Foodies Unite!


#3033

That sounds awesome. Sous vide should be used more


#3034

Best i have.,… Lame, i know…


#3035


Half rack ribs baked with Sweet Baby Rays bbq sauce. Chicken savory rice, and steamed broccoli! Bon appite!


#3036

Nothing lame about that.

Tomorrow, I shall be making a few large pies at work. I will be posting pictures of the perfect pie pastry :smiley:

Forgive the alliteration oversight there, that definitely was not intentional. Make a good headline though.


#3037

Love a good pie!
The crust is the awesome.
What’s your bottom/top preference?


#3038

Simplicity is always the way. All butter pastry top and bottom. Always unsalted butter. I don’t mind a bit of lard in a shortcrust but its just not as appetising when you know its there. The pies I make though don’t have bottoms, just lids, there’s enough pastry on top. I’ll post a picture tomorrow.

Also I wanted to say, with your sous-vide cooker - I once did 2kg of sirloin at 45 degrees for about 12 hrs and it came out beautiful.


#3039

Awesome. Thanks.
When i bought it i had the option of cooking for few… Or for a shit-tin of pigs… I went with the latter.
On a single use i am excited for using it more.
As an OCD @LuluJo fan, i love the precision. The finishing gives me creativity and flavour… searing hot charcoal or a blistering hot cast iron pan :grin::+1:


#3040

Might be considered a pretty lame dinner…BUT it was pretty darn tasty…AND healthy

Baby spinach kale and pea greens, cucumber, tomato, yellow pepper, seeded habanero, avocado, toasted sunflower seed salad with cilantro lemon vinaigrette and pan seared salmon.


#3041

Peri Peri chicken slow roasted in the oven. Serves 1 apparently :man_shrugging::wink:


#3042

You’re all making me hungry!


#3043

This week’s breakfast and lunch meal prep. Just missing the pre and post workout shakes.


#3044

@DresdenLaPage
@AyBee
Tart Tatin is THE pie for me. Even though it is an upside down pie. I use a cast iron skillet to make it. Best results. I make it with apples but prefer it with pears. No lard, I use a recipe I created, flaky and buttery. Vanilla bean ice cream.is good with it but I like it just the way it is.


#3045

This is on my list of favorite dinners! Salmon with something green on the side.
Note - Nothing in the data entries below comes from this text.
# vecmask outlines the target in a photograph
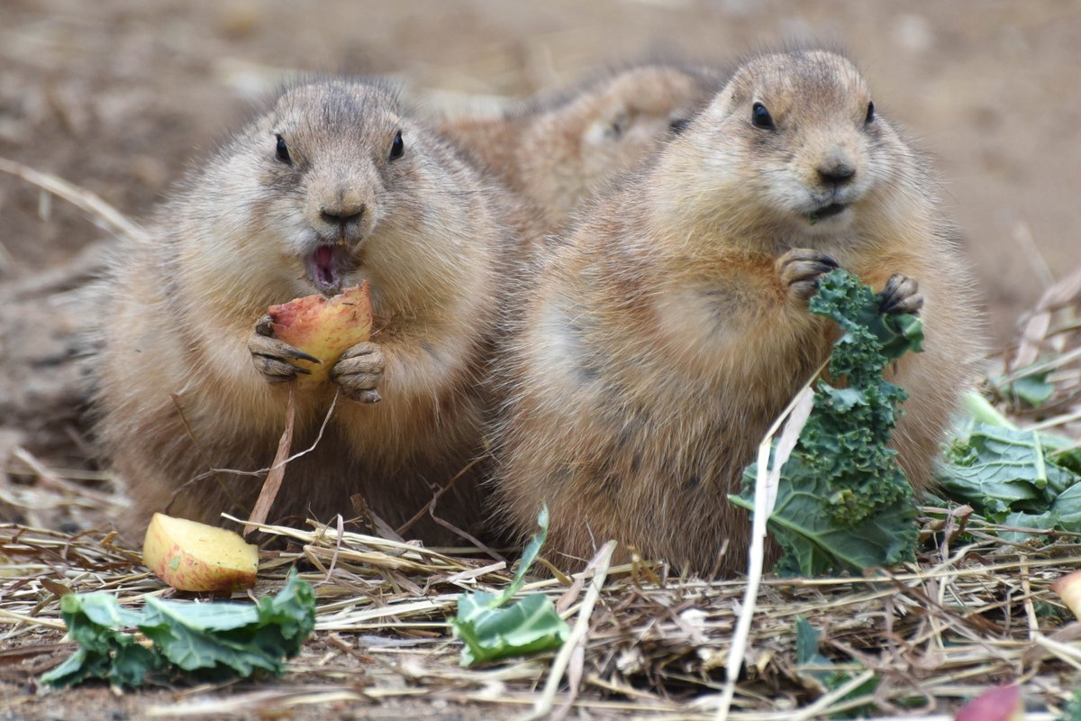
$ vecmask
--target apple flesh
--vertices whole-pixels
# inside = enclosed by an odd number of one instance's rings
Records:
[[[155,513],[143,562],[177,590],[235,591],[255,585],[259,549],[232,531]]]
[[[1063,603],[1081,620],[1081,571],[1066,574],[1051,584],[1051,590],[1058,593]]]
[[[330,298],[308,295],[270,306],[268,312],[276,338],[322,361],[294,361],[298,368],[311,372],[310,375],[297,375],[299,386],[324,383],[342,353],[372,335],[368,281]]]
[[[1025,721],[1025,702],[1016,685],[999,686],[964,705],[953,721]]]

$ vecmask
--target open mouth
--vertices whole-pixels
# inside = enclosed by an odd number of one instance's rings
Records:
[[[308,278],[323,295],[332,295],[342,290],[342,277],[352,269],[355,263],[344,245],[317,245],[304,257],[304,269]]]
[[[835,215],[840,215],[845,211],[848,205],[844,203],[830,203],[829,205],[823,205],[816,211],[812,211],[808,214],[808,219],[811,221],[811,225],[814,225],[818,221],[823,221],[828,217],[833,217]]]

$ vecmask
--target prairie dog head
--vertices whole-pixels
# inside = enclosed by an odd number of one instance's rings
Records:
[[[286,90],[221,160],[199,181],[215,235],[201,252],[259,297],[364,279],[376,302],[405,297],[470,253],[465,171],[379,84]]]
[[[694,212],[789,245],[853,230],[911,163],[859,71],[822,51],[746,63],[677,144],[671,170],[694,186]]]
[[[570,213],[606,179],[660,147],[709,98],[705,75],[646,65],[593,81],[544,112],[522,145],[539,171],[531,178],[542,204]]]

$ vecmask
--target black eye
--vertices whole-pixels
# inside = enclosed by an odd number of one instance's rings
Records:
[[[285,138],[283,138],[281,135],[278,135],[277,137],[278,137],[278,148],[277,148],[278,160],[282,161],[286,165],[292,165],[293,159],[289,157],[289,148],[285,147]]]
[[[405,144],[402,142],[402,132],[398,131],[395,134],[395,142],[390,144],[390,159],[397,160],[402,157],[405,152]]]
[[[676,120],[672,120],[670,123],[668,123],[668,131],[672,135],[679,135],[684,130],[686,130],[686,126],[690,125],[690,124],[691,124],[691,120],[690,119],[688,119],[688,118],[677,118]]]
[[[775,130],[773,125],[773,116],[770,111],[765,109],[765,106],[761,103],[756,103],[750,109],[750,121],[755,123],[755,128],[765,128],[768,130]]]

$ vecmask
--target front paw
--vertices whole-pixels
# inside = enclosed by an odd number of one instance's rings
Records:
[[[282,383],[292,380],[297,375],[311,374],[311,371],[299,368],[293,361],[322,362],[318,358],[273,337],[270,316],[264,316],[255,325],[255,331],[248,338],[248,351],[252,353],[252,363],[255,365],[255,370],[270,383]]]
[[[383,349],[375,343],[358,343],[342,353],[331,369],[331,380],[346,397],[361,403],[383,400],[377,386],[383,379]]]
[[[818,292],[818,279],[839,266],[837,261],[806,248],[793,248],[779,258],[773,266],[780,277],[780,286],[785,289],[792,303],[806,305],[811,296]]]
[[[908,276],[894,273],[885,282],[885,288],[878,294],[879,312],[912,313],[920,312],[923,307],[923,296],[920,285]]]

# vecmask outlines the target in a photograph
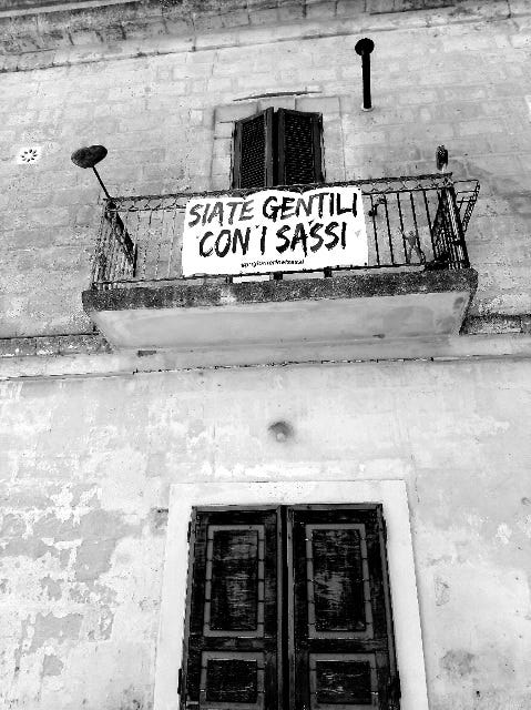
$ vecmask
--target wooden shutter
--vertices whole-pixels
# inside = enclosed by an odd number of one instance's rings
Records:
[[[236,122],[233,187],[273,185],[273,109],[266,109]]]
[[[278,109],[278,185],[320,183],[323,175],[323,119],[320,113]]]
[[[295,709],[398,704],[381,506],[300,506],[294,560]]]
[[[196,509],[181,709],[273,710],[279,653],[276,509]]]

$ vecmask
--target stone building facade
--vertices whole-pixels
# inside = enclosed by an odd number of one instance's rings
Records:
[[[528,3],[9,0],[0,33],[1,707],[178,706],[188,504],[374,501],[402,710],[529,708]],[[433,173],[439,144],[480,181],[460,333],[123,349],[96,331],[103,199],[70,154],[104,144],[113,195],[229,190],[235,121],[269,106],[323,115],[328,183]]]

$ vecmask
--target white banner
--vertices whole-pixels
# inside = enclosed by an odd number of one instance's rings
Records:
[[[183,276],[366,266],[359,187],[263,190],[193,197],[186,205]]]

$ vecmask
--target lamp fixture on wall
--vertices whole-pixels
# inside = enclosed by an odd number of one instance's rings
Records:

I am totally eating that for lunch!


#3046

What’s the center prep? Looks like meat, beans, potato?


#3047

I would like this recipe. I am not much on baked goods, but I will cook anything in cast iron!
And - the pears sound fascinating.


#3048

Burnt ends, mashed sweet potatoes, cheesy corn casserole, and smoked beans. My BBQ team hung out this weekend, and we had a ton of leftovers…so, made my meal prep super easy.


#3049

Love a tart tatin and Im actually with you, the pears are a nice balance as the apples can sometimes come off too sharp.

I forgot to take pictures of the perfect pastry. But I did make it. Promise :wink:


#3050

Today…

Broiled pork sirloin, coated in chili powder. Served with red cabbage, gala apple, and red onion that has been stir-fried together with coconut oil and apple cider vinegar.

On account of all the purple, I’ve taken to referring to the dish as “Pork à la Prince”


#3051


Extra large pot of fettuccine alfredo with shrimp, broccoli and mushrooms!!


#3052

Pad Thai tonight! Made from scratch! Took a while to prep but it was so worth it! :slight_smile:. If I was high I probably would have had Kraft Dinner tonight haha!!! Thank God for sobriety!